If you want to go into property investment, you need to do so with your eyes open.
Real estate has become the tech stock of the 2000’s, the investment that everyone seems to think will be the ticket to easy wealth. And why shouldn't investors be snapping up property? After all, mortgage rates are low and the housing market in some parts of the country is still hot. How hard could it be? Slap on a new coat of paint, put some flowers in pots by the front door, put a "For Rent" sign in the yard, and start counting the cash. If you want to go into property investment, you need to do so with your eyes open.
Following are the 10 most common mistakes made by new real estate investors:
1. Falling in love with the property.
You need to stop thinking like a homeowner and start thinking like a business owner.
2. Not performing your due diligence.
This is more than just an inspection of the property, although that's essential. It's also a thorough investigation of your area's current rental market. What are the vacancy rates and average rents for comparable properties? What's the average age of the rental housing stock? How is the neighbourhood zoned? What are the government regulations about rental properties?
3. Forgetting the rule of home improvements.
It will always take three times the money and twice as long as you estimate to get a property ready to rent. Or is that twice the money and three times longer? Either way, you need to build that extra cost into your expenses.
4. No cash reserves.
Ask anyone in real estate long term (or any other business, for that matter), and they will tell you the two most important words for survival are: cash flow. In order to stay in real estate long term, you need cash reserves. Buying real estate with a small or zero deposit is easy; handling negative cash flow, repairs, and other expenses in the meantime is the trick. In fact, if you can handle the bad times, you will always come out on top. Lack of cash reserves puts unnecessary pressure on you to do substandard repairs, accept less than qualified tenants, and give into tenants' demands for fear of vacancy. When you have a sufficient cash reserve, you act rationally.

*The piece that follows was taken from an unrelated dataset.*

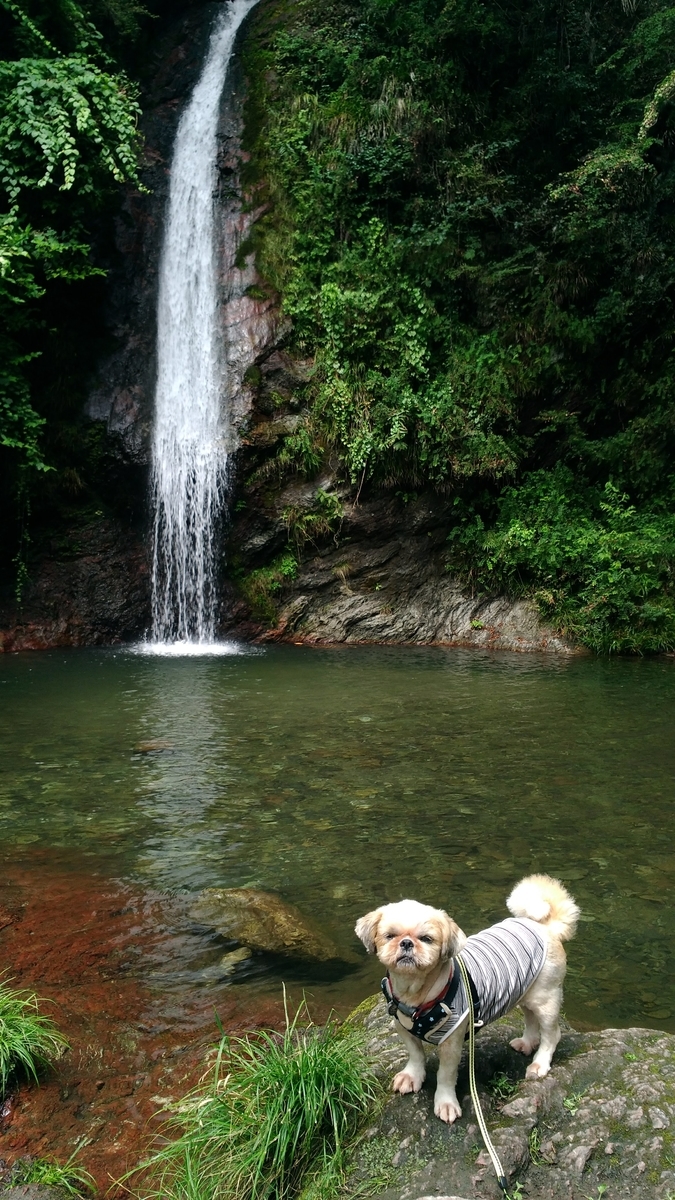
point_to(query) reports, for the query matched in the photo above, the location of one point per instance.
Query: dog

5. Not pre screening tenants.
New landlords can get very excited about prospective tenants who show up, take one look at the place, hand them a cash deposit, and want to move in that weekend. Don't do it. When selecting renters make them fill out an application, and check their credit, employment and rental history before you take a dollar from them. It's a much more expensive -- and potentially nasty -- headache to evict a bad tenant than to have a property sit vacant for a couple of months.
6. Investing blind
Real estate is one of the few investments in which risk is directly proportional to knowledge. True, it has a higher learning curve than investing in the stock market, but there's no proof that having knowledge of the stock market reduces risk. I read a comment on a real estate discussion group on the Internet. In response to an inquiry as to whether a particular seminar or training program was worth the money, someone answered, "Why waste your money on that stuff? Just use your money as a deposit and learn as you go." This is probably the worst advice you could ever give a beginner. Money for deals is easy to find if you can find good deals. But, you won't know what a good deal is without having first invested in your education! The more knowledge of investing techniques, financing, acquisition, negotiating and, of course, your local marketplace, the less risky your investments will be. A bargain real estate purchase will generally always be a safe investment; a bargain stock purchase isn't. After all, who says the company you bought into will be in business next year?
7. Investing long-distance.
Unless your rental property is in a spot you love to visit regularly, such as a lake or the beach, keep your rentals very close to home. Otherwise, you'll eat up your profits by driving back and forth to manage the property or by paying someone to make repairs for you.
8. Paying too much for the property.
If you're embarrassed to make a low-ball offer to a seller, don't invest in real estate. You can never know a sellers circumstances and an offer you think will be unacceptable may be very acceptable to the seller. Don’t assume anything.
9. Not studying the competition.
Why does the guy across the street rent his property the same day someone moves out and yours sits vacant for months? He might not be very picky about whom he rents to, but he also might have lower rents or have gone to a little extra effort to present the property.
10. Being underinsured.
Insurance on rental property goes beyond insuring the building against fire or natural disaster. You need to look at comprehensive landlord insurance. There are too many horror stories about destroyed rental properties to not take out this type of insurance. Most major insurance companies now offer this product, which will not only cover you for damage to the property but also loss of rent.